I like to wake up in the morning and discover that I’ve got dozens of new high-powered links to an article I published just the day before. With very little marketing effort.
But we all know that content doesn’t market itself. The old adage “if you build it they will come” no longer applies, right? Yes and no.
I call my method of SEO, The Lazy Man’s SEO (LMS) because most effort does not go directly into SEO, but rather into the content. Content certainly doesn’t self-market, but it can do a whole hell of a lot.
The success of LMS comes down to these four items: 1) how much your content matters to a given group of people 2) how large the online presence of this group is 3) how important the people are that it matters to and 4) identifying the “key leaders” online in the group
Let’s look at each of these three factors.
How Much Does Your Content Matter?
The Internet is basically a mirror of human psychology. Humans are social beings, so it’s really a manifestation of group psychology. The better you can understand your target group and “what matters” to them, the more successful your Lazy Man SEO efforts will be.
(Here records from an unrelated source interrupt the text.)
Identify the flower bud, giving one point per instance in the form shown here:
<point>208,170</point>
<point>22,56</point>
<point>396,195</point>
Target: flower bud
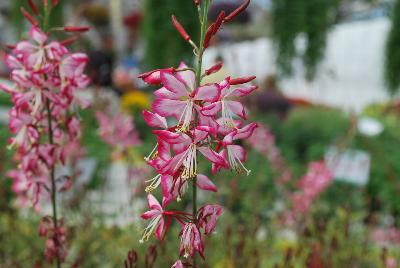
<point>180,29</point>
<point>76,29</point>
<point>29,17</point>
<point>241,80</point>
<point>237,11</point>
<point>214,68</point>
Just keep in mind that “what matters” is dynamic and always shifting and you need to stay on top of it.
Some tips for mattering:
1) Build it bigger and better.
2) Make it more useful than anything that’s out there.
3) Pull a bunch of data points together to support a popular idea.
4) Take a common idea or theme within a community, and make it visual (infographics).
5) Show that you understand the community by caring about their nuances.
6) Do rankings or awards that are defensible (people need to care about them).
Let’s run through an example and say that your target group is The Tea Party. It doesn’t matter if you agree with The Tea Party ideology. You’re a marketer after all. You give people what they want, not what you want. So what’s going to matter to people who follow The Tea Party?
Well, there are a number of angles you could take. My preference would be to develop some sort of flatter bait that deeply appeals to the sensibilities of Tea Partiers. Here are some ideas:
– The 50 Most Influential Tea Partiers
– The 25 Best Tea Party Bloggers
– The Tea Party Manifesto
– [Infographic] How the United States Went off Track (with appeals to common tea party mantras)
Now, let’s say that someone had already written a comprehensive “Tea Party Manifesto” and it had gotten fairly wide distribution. Chances are that you should ditch that idea, because once it’s been done well, it probably won’t matter as much to people the second time around, unless you can drastically out-perform the first instance.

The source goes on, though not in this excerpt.